Tuesday, December 30, 2014

2014 - A Year of Self Discovery.

About a year and half ago, I went through a bit of an identity crisis.  I had what should have been the perfect job, but was unhappy professionally.  For the first time in six years I wasn't pregnant or nursing but somehow still felt like my body wasn't my own.  After a lifetime of struggling with my weight I finally figured it out and lost a ton - going from a size 18 to a size 4.  Yet I didn't feel comfortable in my own skin.  I had no idea who or what I was anymore.  So I left my job and spent the summer with the boys.  I tried several different styles, read a bunch of self help books and generally tried to analyze myself into happiness.  It didn't work.  The only think I learned during that time was that I am not a great 'stay at home' mom - I need work to be self fulfilled.

So I went back to work, disappointed in myself and still not knowing exactly what my place in life should be.  Now, a little over a year later, I'm looking back at 2014 and realize that this is the year that I found myself.  I finally found my work style and now know why I was so miserable before and what I need to do professionally to be happy.  I've discovered that although I miss the closeness I had with my infant sons, they are so much more fun now that their personalities are emerging.  And I've found my own style and feel comfortable in my new skin - stretch marks, wrinkles and all.
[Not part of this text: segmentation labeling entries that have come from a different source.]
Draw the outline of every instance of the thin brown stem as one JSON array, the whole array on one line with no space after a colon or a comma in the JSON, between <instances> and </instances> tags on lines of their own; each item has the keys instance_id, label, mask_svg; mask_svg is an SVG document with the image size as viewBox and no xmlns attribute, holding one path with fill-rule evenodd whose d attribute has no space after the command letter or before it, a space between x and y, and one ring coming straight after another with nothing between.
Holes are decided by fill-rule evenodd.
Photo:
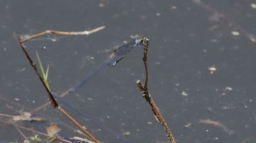
<instances>
[{"instance_id":1,"label":"thin brown stem","mask_svg":"<svg viewBox=\"0 0 256 143\"><path fill-rule=\"evenodd\" d=\"M57 102L55 100L54 98L53 98L53 97L52 94L52 93L51 93L50 91L48 88L47 87L47 86L45 84L45 83L44 82L43 80L43 78L39 74L39 72L38 72L37 68L36 68L36 64L33 62L32 59L30 57L30 56L29 55L28 53L25 49L25 48L23 46L22 42L20 41L19 41L19 43L20 46L22 47L22 50L24 52L24 53L26 55L27 58L29 60L29 63L30 63L31 66L32 66L32 67L33 68L34 70L36 73L36 74L37 75L37 76L40 80L41 82L42 83L42 84L43 84L43 85L45 87L45 90L46 90L46 91L48 93L49 95L49 98L50 99L50 100L51 102L51 103L52 104L52 105L54 108L58 109L60 111L60 112L62 113L65 116L66 116L68 118L70 119L81 130L83 130L83 132L85 133L86 135L87 135L90 137L93 141L97 143L99 143L99 140L98 140L95 137L94 137L93 136L91 135L88 132L83 128L83 127L82 126L81 126L81 125L80 124L79 124L75 119L74 119L70 116L69 116L69 115L68 115L63 109L62 109L60 108L60 107L58 105L58 104L57 103Z\"/></svg>"},{"instance_id":2,"label":"thin brown stem","mask_svg":"<svg viewBox=\"0 0 256 143\"><path fill-rule=\"evenodd\" d=\"M137 84L138 87L140 88L142 94L142 97L144 97L147 101L149 103L151 106L151 109L153 113L154 114L155 118L157 122L160 122L164 128L164 129L165 131L165 133L167 137L170 139L171 142L172 143L175 143L176 142L174 139L174 137L173 135L171 130L166 123L163 117L160 110L157 106L153 100L152 97L150 94L148 89L148 67L147 65L147 58L148 53L148 42L149 39L147 38L146 38L145 43L144 46L144 52L143 54L143 58L142 59L144 66L145 69L145 81L143 84L141 85L141 82L139 80L137 81Z\"/></svg>"},{"instance_id":3,"label":"thin brown stem","mask_svg":"<svg viewBox=\"0 0 256 143\"><path fill-rule=\"evenodd\" d=\"M22 39L21 39L19 41L19 42L22 43L24 42L27 41L32 39L35 38L37 37L40 37L46 34L55 34L59 35L88 35L92 33L96 32L99 30L105 28L105 26L103 26L101 27L98 27L94 29L89 31L83 31L79 32L64 32L56 31L54 30L46 30L44 32L39 33L38 34L33 35L32 36L30 36L26 38Z\"/></svg>"}]
</instances>

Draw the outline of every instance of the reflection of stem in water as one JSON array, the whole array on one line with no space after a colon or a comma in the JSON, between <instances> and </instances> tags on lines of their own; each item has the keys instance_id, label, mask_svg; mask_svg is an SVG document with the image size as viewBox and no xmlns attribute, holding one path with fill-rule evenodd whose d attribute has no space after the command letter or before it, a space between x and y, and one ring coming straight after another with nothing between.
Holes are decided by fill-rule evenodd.
<instances>
[{"instance_id":1,"label":"reflection of stem in water","mask_svg":"<svg viewBox=\"0 0 256 143\"><path fill-rule=\"evenodd\" d=\"M192 0L192 1L207 11L214 13L217 14L218 15L219 15L220 17L227 21L229 24L232 24L237 28L240 32L244 36L249 39L252 42L256 43L256 38L255 38L255 36L241 27L240 25L233 22L229 18L227 17L223 13L220 13L216 10L210 7L210 6L207 5L200 0Z\"/></svg>"},{"instance_id":2,"label":"reflection of stem in water","mask_svg":"<svg viewBox=\"0 0 256 143\"><path fill-rule=\"evenodd\" d=\"M55 95L54 97L57 98L58 101L60 101L63 104L66 104L67 105L67 107L71 108L73 110L79 113L80 116L83 117L83 118L86 118L91 122L93 122L97 126L107 131L108 132L111 133L111 134L115 136L116 139L119 139L121 140L124 143L129 142L129 141L127 140L122 137L122 135L118 135L117 133L114 133L113 130L111 130L110 128L106 126L105 125L101 123L99 121L97 121L93 117L87 114L86 114L84 112L81 111L81 110L79 109L78 107L75 107L72 104L70 103L69 102L66 101L63 98L60 97L59 95Z\"/></svg>"},{"instance_id":3,"label":"reflection of stem in water","mask_svg":"<svg viewBox=\"0 0 256 143\"><path fill-rule=\"evenodd\" d=\"M78 83L77 84L72 87L72 89L69 90L69 92L74 93L77 90L79 90L92 77L101 71L101 70L103 68L105 67L106 66L110 63L113 60L115 56L114 55L114 53L111 54L108 58L104 61L103 63L99 66L96 69L90 73L90 74L89 74L89 75L86 76L85 78L82 80L81 81Z\"/></svg>"}]
</instances>

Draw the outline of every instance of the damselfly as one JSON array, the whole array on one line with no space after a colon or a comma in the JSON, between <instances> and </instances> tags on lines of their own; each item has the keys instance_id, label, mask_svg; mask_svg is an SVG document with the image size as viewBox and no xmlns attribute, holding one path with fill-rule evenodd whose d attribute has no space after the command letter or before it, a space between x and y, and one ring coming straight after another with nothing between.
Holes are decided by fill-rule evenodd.
<instances>
[{"instance_id":1,"label":"damselfly","mask_svg":"<svg viewBox=\"0 0 256 143\"><path fill-rule=\"evenodd\" d=\"M113 66L115 66L120 60L125 57L126 55L136 46L140 45L144 46L146 43L147 39L146 36L137 38L135 40L130 42L127 44L116 49L114 51L115 56L122 56L122 57L113 63Z\"/></svg>"}]
</instances>

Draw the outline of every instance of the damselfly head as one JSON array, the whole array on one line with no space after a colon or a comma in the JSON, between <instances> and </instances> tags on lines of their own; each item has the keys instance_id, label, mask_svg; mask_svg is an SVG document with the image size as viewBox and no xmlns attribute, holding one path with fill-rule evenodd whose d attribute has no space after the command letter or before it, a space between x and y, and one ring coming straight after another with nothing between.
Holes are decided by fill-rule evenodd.
<instances>
[{"instance_id":1,"label":"damselfly head","mask_svg":"<svg viewBox=\"0 0 256 143\"><path fill-rule=\"evenodd\" d=\"M146 43L146 41L147 39L147 36L143 36L137 38L136 40L135 40L135 42L138 45L144 46Z\"/></svg>"}]
</instances>

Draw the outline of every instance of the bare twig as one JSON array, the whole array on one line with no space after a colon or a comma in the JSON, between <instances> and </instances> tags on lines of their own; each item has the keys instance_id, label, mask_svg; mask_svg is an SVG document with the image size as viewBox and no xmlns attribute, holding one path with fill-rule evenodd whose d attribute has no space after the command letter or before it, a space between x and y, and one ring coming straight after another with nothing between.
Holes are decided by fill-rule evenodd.
<instances>
[{"instance_id":1,"label":"bare twig","mask_svg":"<svg viewBox=\"0 0 256 143\"><path fill-rule=\"evenodd\" d=\"M101 29L103 28L102 28ZM93 31L94 30L94 31ZM95 31L96 30L93 30L93 32L95 32ZM27 41L27 40L32 39L33 38L34 38L36 37L38 37L39 36L42 36L43 35L45 34L48 34L48 33L55 33L55 34L65 34L65 35L78 35L78 34L81 34L81 33L77 33L76 32L76 33L74 33L74 32L61 32L61 31L57 31L57 32L56 32L56 31L49 31L50 32L48 31L46 31L45 32L42 32L39 33L37 34L36 34L35 35L33 35L30 37L29 37L23 40L19 40L19 43L20 46L22 48L22 50L23 50L23 52L24 52L24 53L25 54L25 55L26 56L26 57L27 57L27 59L29 60L29 63L30 64L30 65L32 66L32 67L34 69L34 70L36 73L36 74L37 75L37 76L39 78L39 79L40 80L40 81L41 81L41 82L42 83L42 84L43 84L43 86L44 87L45 87L45 90L46 90L46 91L47 93L48 93L48 96L49 97L49 98L50 99L50 101L51 103L52 104L52 105L55 108L58 109L59 110L62 114L63 114L65 116L66 116L67 118L68 118L70 121L71 121L76 125L78 127L79 129L80 129L81 130L82 130L85 134L87 135L88 136L89 136L91 139L92 139L92 140L93 140L93 141L95 142L99 143L99 141L97 139L96 139L88 131L86 130L85 129L84 129L82 126L80 124L79 124L77 122L76 122L75 119L74 119L73 118L72 118L69 115L68 115L63 109L61 108L60 106L59 106L58 105L58 103L57 103L57 102L55 100L55 99L54 98L53 98L53 96L52 94L52 93L51 93L50 91L49 90L49 88L47 87L46 84L45 84L45 83L44 82L43 80L43 78L41 76L39 73L39 72L38 72L37 68L36 67L36 64L34 63L33 61L32 60L32 59L30 57L29 55L28 54L27 52L26 51L26 49L25 49L25 48L24 48L24 46L23 46L22 44L22 43L23 42L24 42L26 41ZM55 32L53 32L53 31L55 31Z\"/></svg>"},{"instance_id":2,"label":"bare twig","mask_svg":"<svg viewBox=\"0 0 256 143\"><path fill-rule=\"evenodd\" d=\"M79 31L79 32L63 32L63 31L56 31L54 30L46 30L44 32L39 33L38 34L33 35L31 36L30 36L26 38L22 39L21 39L19 41L19 42L23 43L24 42L27 41L28 40L31 40L32 39L35 38L40 37L40 36L43 36L45 35L48 34L59 34L59 35L88 35L89 34L91 34L92 33L96 32L99 30L101 30L105 28L106 27L105 26L103 26L101 27L98 27L92 30L89 31Z\"/></svg>"},{"instance_id":3,"label":"bare twig","mask_svg":"<svg viewBox=\"0 0 256 143\"><path fill-rule=\"evenodd\" d=\"M77 136L75 136L72 138L70 138L69 139L72 140L78 140L79 142L81 142L82 143L95 143L95 142L91 141L89 140L86 139L83 139L81 137L78 137Z\"/></svg>"},{"instance_id":4,"label":"bare twig","mask_svg":"<svg viewBox=\"0 0 256 143\"><path fill-rule=\"evenodd\" d=\"M147 101L151 106L152 111L153 112L154 116L155 116L155 118L156 121L161 123L161 124L163 125L164 129L165 131L165 133L166 134L168 138L170 139L171 142L172 143L175 143L176 142L175 141L174 138L173 137L171 130L167 126L166 122L164 120L164 119L163 117L162 114L160 112L160 110L159 110L159 109L157 106L157 105L155 104L155 102L153 100L153 99L150 95L150 94L149 94L148 90L147 84L148 78L148 68L147 65L147 57L149 42L149 39L146 38L146 42L144 46L144 54L143 55L143 58L142 59L145 69L145 81L142 85L141 85L141 81L139 80L138 80L137 81L137 86L139 88L140 88L141 91L142 92L143 97L146 99Z\"/></svg>"}]
</instances>

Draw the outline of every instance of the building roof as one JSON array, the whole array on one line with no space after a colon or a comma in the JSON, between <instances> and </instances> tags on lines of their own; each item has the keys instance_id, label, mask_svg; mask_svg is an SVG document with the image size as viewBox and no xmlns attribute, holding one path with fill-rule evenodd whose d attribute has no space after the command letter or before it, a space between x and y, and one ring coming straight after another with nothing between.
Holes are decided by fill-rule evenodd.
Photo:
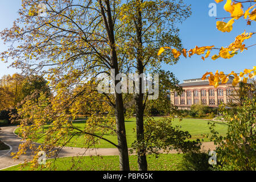
<instances>
[{"instance_id":1,"label":"building roof","mask_svg":"<svg viewBox=\"0 0 256 182\"><path fill-rule=\"evenodd\" d=\"M229 76L229 80L226 84L231 84L233 81L234 77L233 76ZM221 83L220 82L220 84ZM198 85L209 85L209 80L203 80L201 78L196 78L191 80L185 80L184 82L180 85L181 86L198 86Z\"/></svg>"}]
</instances>

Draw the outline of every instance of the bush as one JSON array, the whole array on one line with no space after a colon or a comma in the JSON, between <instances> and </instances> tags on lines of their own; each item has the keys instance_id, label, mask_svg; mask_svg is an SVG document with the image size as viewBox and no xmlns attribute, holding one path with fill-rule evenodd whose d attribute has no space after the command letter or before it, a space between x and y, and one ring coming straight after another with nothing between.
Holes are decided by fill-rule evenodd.
<instances>
[{"instance_id":1,"label":"bush","mask_svg":"<svg viewBox=\"0 0 256 182\"><path fill-rule=\"evenodd\" d=\"M0 111L0 119L6 120L8 123L11 123L11 117L17 114L17 110L15 109L9 110L2 110Z\"/></svg>"},{"instance_id":2,"label":"bush","mask_svg":"<svg viewBox=\"0 0 256 182\"><path fill-rule=\"evenodd\" d=\"M204 152L189 152L183 156L182 165L186 171L209 171L212 166L209 164L210 156Z\"/></svg>"},{"instance_id":3,"label":"bush","mask_svg":"<svg viewBox=\"0 0 256 182\"><path fill-rule=\"evenodd\" d=\"M228 126L226 136L219 136L215 131L215 125L211 123L211 140L217 146L216 151L218 164L217 170L249 171L256 170L256 97L245 98L241 106L226 109L221 108ZM231 111L231 112L230 112Z\"/></svg>"}]
</instances>

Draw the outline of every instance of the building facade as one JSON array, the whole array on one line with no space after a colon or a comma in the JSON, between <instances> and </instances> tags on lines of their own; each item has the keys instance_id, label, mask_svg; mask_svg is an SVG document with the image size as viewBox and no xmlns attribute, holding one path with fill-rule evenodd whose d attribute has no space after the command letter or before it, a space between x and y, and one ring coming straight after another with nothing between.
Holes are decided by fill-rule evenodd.
<instances>
[{"instance_id":1,"label":"building facade","mask_svg":"<svg viewBox=\"0 0 256 182\"><path fill-rule=\"evenodd\" d=\"M226 84L220 84L217 88L209 85L208 80L201 78L184 80L180 86L184 91L180 96L176 92L171 93L171 101L179 109L189 110L194 104L218 107L221 103L232 102L231 96L234 87L232 83L233 78L229 77Z\"/></svg>"}]
</instances>

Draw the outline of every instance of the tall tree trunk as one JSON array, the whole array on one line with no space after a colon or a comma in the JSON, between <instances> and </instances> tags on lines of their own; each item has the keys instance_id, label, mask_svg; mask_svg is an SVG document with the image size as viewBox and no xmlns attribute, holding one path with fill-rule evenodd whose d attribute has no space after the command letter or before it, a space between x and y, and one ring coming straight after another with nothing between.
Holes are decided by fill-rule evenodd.
<instances>
[{"instance_id":1,"label":"tall tree trunk","mask_svg":"<svg viewBox=\"0 0 256 182\"><path fill-rule=\"evenodd\" d=\"M116 107L115 116L117 123L119 168L121 171L129 171L129 154L125 126L123 99L122 94L116 93L115 97Z\"/></svg>"},{"instance_id":2,"label":"tall tree trunk","mask_svg":"<svg viewBox=\"0 0 256 182\"><path fill-rule=\"evenodd\" d=\"M139 2L140 1L138 1ZM142 52L142 19L141 9L139 6L137 9L137 22L135 22L137 31L137 72L139 75L143 73L144 67L143 65ZM144 105L143 96L142 93L142 81L139 80L139 93L135 94L135 110L136 110L136 131L138 142L140 144L138 148L138 164L139 170L147 171L147 162L146 155L146 148L144 138Z\"/></svg>"},{"instance_id":3,"label":"tall tree trunk","mask_svg":"<svg viewBox=\"0 0 256 182\"><path fill-rule=\"evenodd\" d=\"M98 0L101 7L101 13L105 23L106 30L108 33L109 43L110 43L110 59L111 68L115 70L114 77L119 73L118 61L115 49L114 24L111 12L109 0L105 0L106 7L104 8L101 0ZM114 7L114 9L115 7ZM105 12L106 12L106 14ZM119 82L120 80L115 80L114 86ZM126 141L126 134L125 126L125 115L122 94L118 94L115 89L115 117L117 125L117 134L118 140L118 148L119 151L119 168L121 171L129 171L129 160L128 147Z\"/></svg>"}]
</instances>

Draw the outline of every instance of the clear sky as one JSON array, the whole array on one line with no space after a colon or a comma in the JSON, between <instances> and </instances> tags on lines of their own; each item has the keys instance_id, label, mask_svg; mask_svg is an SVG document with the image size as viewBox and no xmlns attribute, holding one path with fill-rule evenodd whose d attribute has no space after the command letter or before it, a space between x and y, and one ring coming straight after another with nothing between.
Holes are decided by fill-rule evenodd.
<instances>
[{"instance_id":1,"label":"clear sky","mask_svg":"<svg viewBox=\"0 0 256 182\"><path fill-rule=\"evenodd\" d=\"M234 38L246 32L255 32L255 22L251 26L246 26L244 19L236 21L233 30L229 33L223 33L216 28L216 17L208 15L209 3L215 2L214 0L184 0L188 5L191 5L192 15L182 24L179 25L180 29L180 37L183 47L188 49L195 46L216 46L216 47L228 46L232 43ZM6 27L10 27L13 21L18 18L18 10L21 5L20 0L0 1L0 31ZM230 14L223 10L224 3L217 4L217 17L227 17ZM226 22L226 20L225 20ZM255 36L245 42L246 46L255 43ZM0 52L6 50L7 45L0 40ZM212 53L212 54L213 52ZM216 52L217 53L217 52ZM212 55L211 54L211 55ZM163 65L166 70L172 72L176 77L182 82L183 80L201 77L206 72L213 72L217 69L229 73L232 71L240 72L245 68L252 68L256 65L256 46L252 47L242 53L238 53L230 59L219 58L216 60L207 59L203 61L201 56L194 55L191 58L181 59L175 65ZM19 72L13 68L7 69L9 64L0 62L0 77L3 75Z\"/></svg>"}]
</instances>

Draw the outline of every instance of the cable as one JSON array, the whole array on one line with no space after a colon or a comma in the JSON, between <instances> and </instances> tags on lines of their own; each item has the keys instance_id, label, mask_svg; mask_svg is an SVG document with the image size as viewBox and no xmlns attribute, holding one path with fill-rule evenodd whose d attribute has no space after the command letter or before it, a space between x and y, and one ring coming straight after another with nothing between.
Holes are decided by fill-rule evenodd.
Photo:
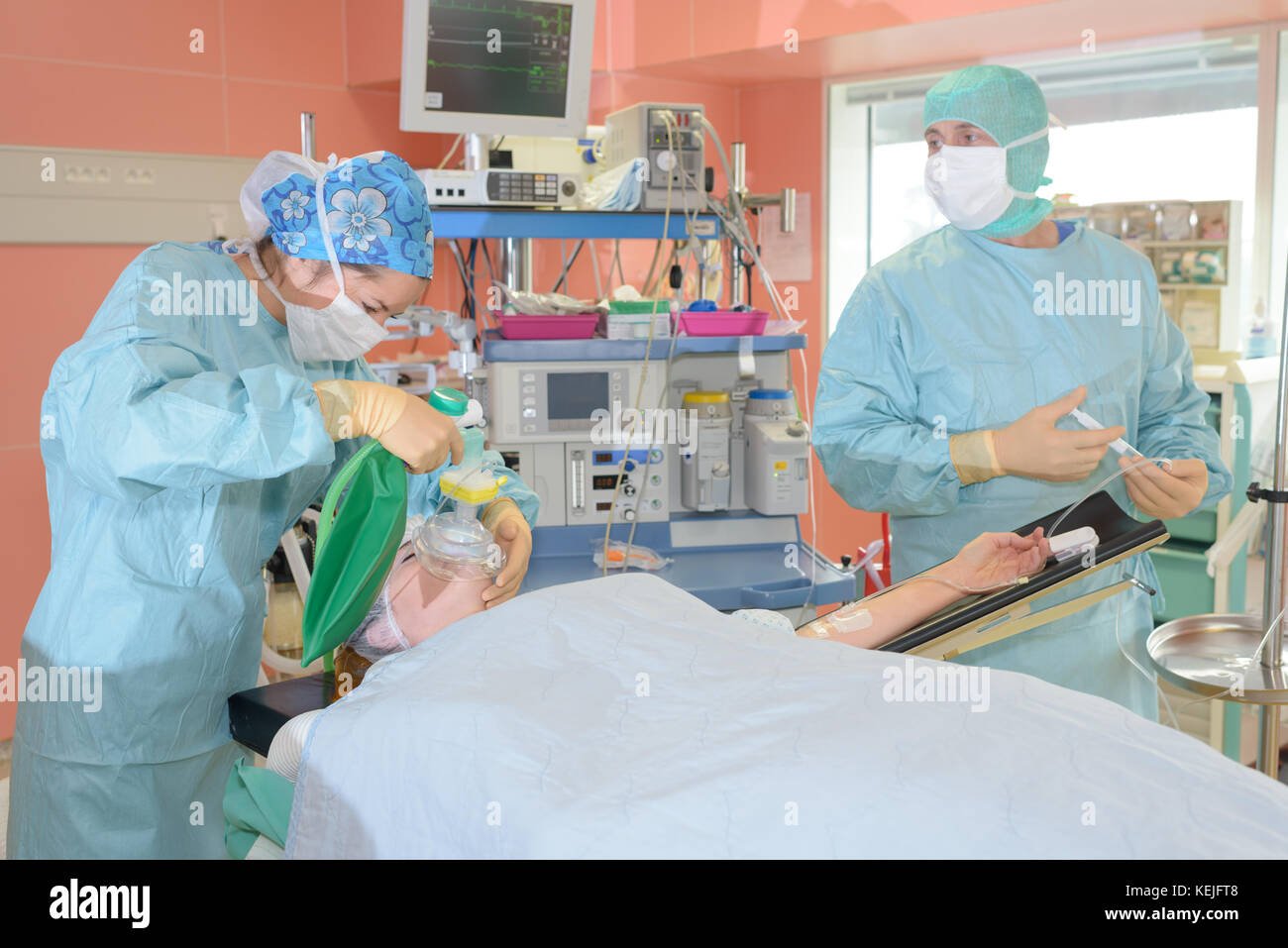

The funny thing is, I didn't find any of this in books or mommy groups.  I found no answers while staring in the mirror and trying to analyze every aspect of my misery.  I found the answers by jumping into life head on.  When things didn't feel right I changed them.  I didn't analyze what the next step should be, I just took it.  If it wasn't right, I took another.  Then another.  And somehow, I ended up here.  At the end of 2014 and very excited about what 2015 will bring.